Our solution in this situation was to first fill the hollow space under the front step up to above grade level to prevent any future erosion into that area. We then injected limestone grout under the slab to fill any voids and to raise the slab back to the original level with a gentle slope away from the house. Note that the limestone grout has not yet been removed from the injection holes and the holes finished with matching concrete. That is typically done by a separate finishing crew several days after the lift is completed.
Newer home - driveway in front of garage
This again is a very typical problem in newer developments with front driveways. The cause is inadequate compaction of the subsoil prior to placement of the driveway. The problem is often hidden for several years because steel rebar reinforcing is used to attach the driveway to the garage floor. Over time the steel reinforcing rusts away or breaks free from the concrete and the driveway settles down to the level of the sunken base materials. Note the locations of the rebar along the face of the garage floor that first broke out the bottom of the garage floor pad and then rusted away.
Again, our solution to this problem was to inject limestone grout under the slab to provide a stable permanent base for the driveway and to raise it back to the original level. On rare occasions if the subsoil is still settling the driveway may again settle a slight amount. Our warranty provides for a free relift in the event of any such resettlement of more than 3/4 of an inch.

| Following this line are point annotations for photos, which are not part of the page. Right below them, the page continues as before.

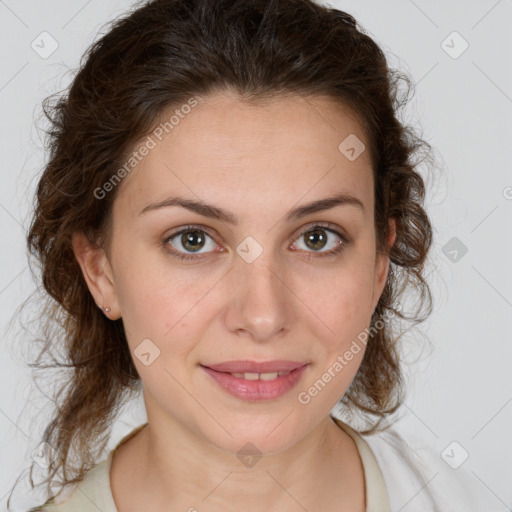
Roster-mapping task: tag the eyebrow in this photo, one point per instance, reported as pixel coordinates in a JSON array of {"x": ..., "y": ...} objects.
[{"x": 215, "y": 212}]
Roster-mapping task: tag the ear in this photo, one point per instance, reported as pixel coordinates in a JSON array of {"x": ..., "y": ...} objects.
[
  {"x": 97, "y": 273},
  {"x": 382, "y": 266}
]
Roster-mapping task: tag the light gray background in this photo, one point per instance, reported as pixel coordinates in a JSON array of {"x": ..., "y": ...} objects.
[{"x": 463, "y": 106}]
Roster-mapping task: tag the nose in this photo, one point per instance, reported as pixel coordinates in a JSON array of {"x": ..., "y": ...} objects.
[{"x": 261, "y": 304}]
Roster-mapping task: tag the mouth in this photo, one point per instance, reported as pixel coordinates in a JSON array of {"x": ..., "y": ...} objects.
[{"x": 255, "y": 382}]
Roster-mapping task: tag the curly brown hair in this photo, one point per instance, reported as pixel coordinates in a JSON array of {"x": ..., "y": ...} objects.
[{"x": 153, "y": 58}]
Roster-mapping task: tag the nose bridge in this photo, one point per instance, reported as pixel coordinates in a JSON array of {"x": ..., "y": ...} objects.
[{"x": 260, "y": 302}]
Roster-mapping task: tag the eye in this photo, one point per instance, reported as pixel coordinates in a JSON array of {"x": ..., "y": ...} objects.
[
  {"x": 318, "y": 237},
  {"x": 191, "y": 239}
]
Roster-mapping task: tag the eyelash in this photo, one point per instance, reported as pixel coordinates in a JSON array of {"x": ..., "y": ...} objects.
[{"x": 192, "y": 227}]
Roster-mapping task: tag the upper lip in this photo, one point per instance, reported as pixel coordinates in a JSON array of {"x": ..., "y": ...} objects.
[{"x": 255, "y": 367}]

Newer home - front step approach
This is a very typical sidewalk settlement that occurs in newer developments. The reason again is improper compaction of the basement backfill. The problem is usually compounded by inadequate backfill under the front step. Over time the soil settles and erodes into that empty space. As the ground now slopes toward the house rainwater flows into that space and increases the risk of damage to the foundation and plugging of the weeping tiles from eroding soil.
We solved this problem by filling the depression under the front step up to above grade level to prevent any future erosion into that area. We then injected limestone grout under the slab to fill any voids and to raise the slab back to the original level with a slope away from the house. Note that the holes we drilled through the sidewalk have been freshly repaired with new concrete that will cure over time to match the sidewalk slab.

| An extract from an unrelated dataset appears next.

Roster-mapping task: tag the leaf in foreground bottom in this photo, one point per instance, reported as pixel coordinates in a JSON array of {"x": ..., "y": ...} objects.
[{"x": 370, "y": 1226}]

Home driveway and front step approach
This is a typical older home with a concrete driveway and front step approach that have sunk adjacent to the house. The ground around the house settled because the backfill from the original basement excavation was inadequately compacted before the concrete was poured. The problem is that water now drains against the foundation instead of away from the house. This can result in foundation cracks when saturated soils freeze in the winter and seepage through the basement walls in the summer.

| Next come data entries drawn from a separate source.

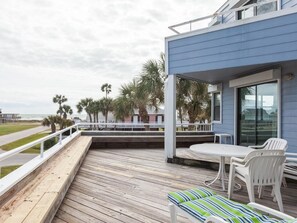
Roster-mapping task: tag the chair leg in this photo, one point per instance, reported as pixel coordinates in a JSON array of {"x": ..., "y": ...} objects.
[
  {"x": 260, "y": 191},
  {"x": 173, "y": 214},
  {"x": 284, "y": 182},
  {"x": 250, "y": 189},
  {"x": 231, "y": 183},
  {"x": 278, "y": 196}
]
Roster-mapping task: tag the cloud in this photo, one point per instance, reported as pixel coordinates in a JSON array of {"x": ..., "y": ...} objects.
[{"x": 71, "y": 47}]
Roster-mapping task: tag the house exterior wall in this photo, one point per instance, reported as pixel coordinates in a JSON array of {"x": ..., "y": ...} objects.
[
  {"x": 288, "y": 3},
  {"x": 288, "y": 108},
  {"x": 230, "y": 17},
  {"x": 227, "y": 122},
  {"x": 259, "y": 42}
]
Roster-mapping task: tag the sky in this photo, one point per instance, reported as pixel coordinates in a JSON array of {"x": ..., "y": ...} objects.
[{"x": 72, "y": 47}]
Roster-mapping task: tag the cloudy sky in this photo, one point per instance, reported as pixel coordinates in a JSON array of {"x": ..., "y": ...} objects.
[{"x": 72, "y": 47}]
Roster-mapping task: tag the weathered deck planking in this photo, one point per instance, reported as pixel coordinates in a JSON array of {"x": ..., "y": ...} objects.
[
  {"x": 39, "y": 200},
  {"x": 131, "y": 185}
]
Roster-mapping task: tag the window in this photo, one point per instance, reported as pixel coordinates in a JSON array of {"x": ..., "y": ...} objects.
[
  {"x": 258, "y": 10},
  {"x": 216, "y": 107},
  {"x": 257, "y": 113}
]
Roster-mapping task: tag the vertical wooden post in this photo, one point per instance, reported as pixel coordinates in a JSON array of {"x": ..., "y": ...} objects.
[
  {"x": 41, "y": 149},
  {"x": 170, "y": 117}
]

By filling the settled out space with our limestone grout we have created a solid permanent base for the concrete slabs and have raised them back to the original level with slope away from the house. We guaranted that the desired results would be achieved and we warranty our lifts for 2 years. A common concern of homeowners with this type of job is the possible damage to the foundation as the slab is being raised. There is absolutely no risk of foundation damage. In the thousands of jobs we have done we have never had any situation in which the foundation was affected.